Light in the Attic Records

Betty Davis is the unremembered funk goddess of the ’70s. Explicitly sexual, both on stage and in the studio, she produced a string of solid sessions that never received the airplay they deserved. The reasons are lost in the mists of time; 40 years in the record business is about five centuries of real human time, and I’ll let you read the extensive liner notes included with this disc to decide Betty’s historical reality for yourself. Musically, Ms.

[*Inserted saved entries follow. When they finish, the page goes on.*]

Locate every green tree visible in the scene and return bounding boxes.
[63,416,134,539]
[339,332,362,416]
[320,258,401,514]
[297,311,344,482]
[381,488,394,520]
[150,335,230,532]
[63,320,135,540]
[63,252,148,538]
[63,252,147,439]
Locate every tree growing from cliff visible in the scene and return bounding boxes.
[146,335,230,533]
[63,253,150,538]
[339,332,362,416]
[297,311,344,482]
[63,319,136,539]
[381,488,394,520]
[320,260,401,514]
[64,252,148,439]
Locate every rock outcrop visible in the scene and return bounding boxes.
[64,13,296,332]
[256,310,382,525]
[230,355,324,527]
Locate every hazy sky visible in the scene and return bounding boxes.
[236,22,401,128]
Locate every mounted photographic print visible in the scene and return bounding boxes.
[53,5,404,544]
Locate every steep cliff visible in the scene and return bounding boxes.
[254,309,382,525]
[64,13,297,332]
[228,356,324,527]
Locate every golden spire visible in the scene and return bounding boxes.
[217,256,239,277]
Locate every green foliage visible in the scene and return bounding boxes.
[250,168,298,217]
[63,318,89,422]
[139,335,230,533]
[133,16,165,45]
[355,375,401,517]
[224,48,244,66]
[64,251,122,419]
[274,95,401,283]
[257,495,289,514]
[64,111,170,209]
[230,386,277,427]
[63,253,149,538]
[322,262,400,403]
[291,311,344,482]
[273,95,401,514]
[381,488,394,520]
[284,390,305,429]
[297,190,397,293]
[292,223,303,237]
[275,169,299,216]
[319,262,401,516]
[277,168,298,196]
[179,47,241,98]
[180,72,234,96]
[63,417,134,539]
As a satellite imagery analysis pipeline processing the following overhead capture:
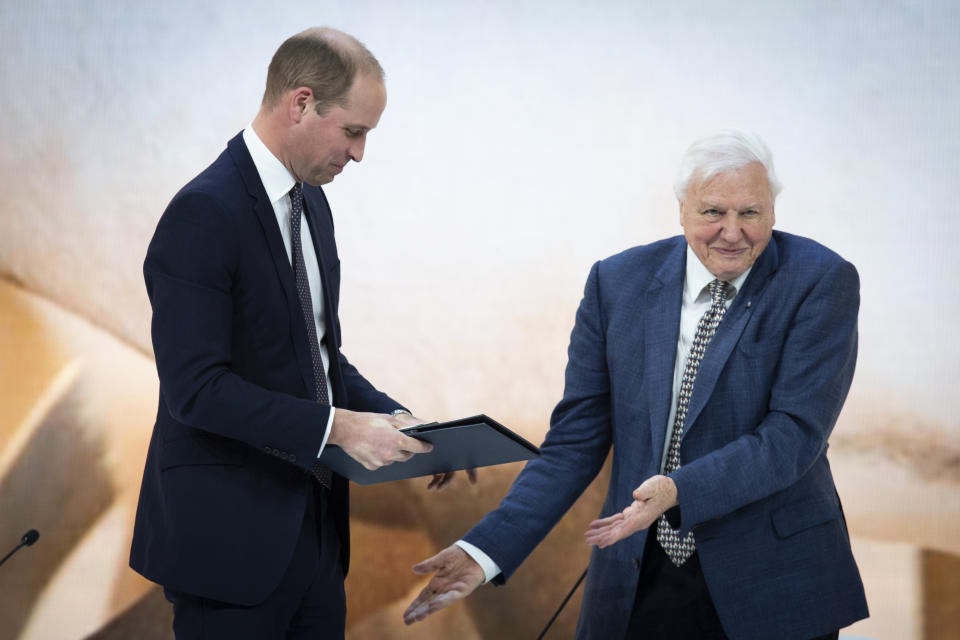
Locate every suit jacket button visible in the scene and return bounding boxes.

Davis mixes a gravely, sultry voice with a solid jungle-influenced beat.

We open this disc with a bonus track (actually, everything in this reissues series feels like a bonus) called “‘70s Blues.” Betty screams “I felt like talking, but nobody was there… The blues are taking over.” Blues, indeed, but these are the GOOD blues, the ones you seek out and pay way too much for a beer while you commiserate with the singer. Misplaced frustration fills this disc – in “He’s A Big Freak,” Betty beats her lover with a turquoise chain, but it’s not clear if it’s self defense or if he’s paying extra for the service. The sexual revolution scorches on “Yo Mamma Wants You Back,” “Don’t Call Her No Tramp,” and “Git In There.” Each song sounds just as you hoped, proclaiming the virtues of a thinly-veiled roll in the hay with the sort of liberated woman who refuses to take “I think I’m done” for an answer. There are several additional bonus tracks here, each a rough mix of the final album version. The differences are subtle, and I think any of the roughs are just as good as the final cuts.

Betty Davis oozes a raw energy in this disc that’s lost nothing in the decades. She’s still packed with boogie juice.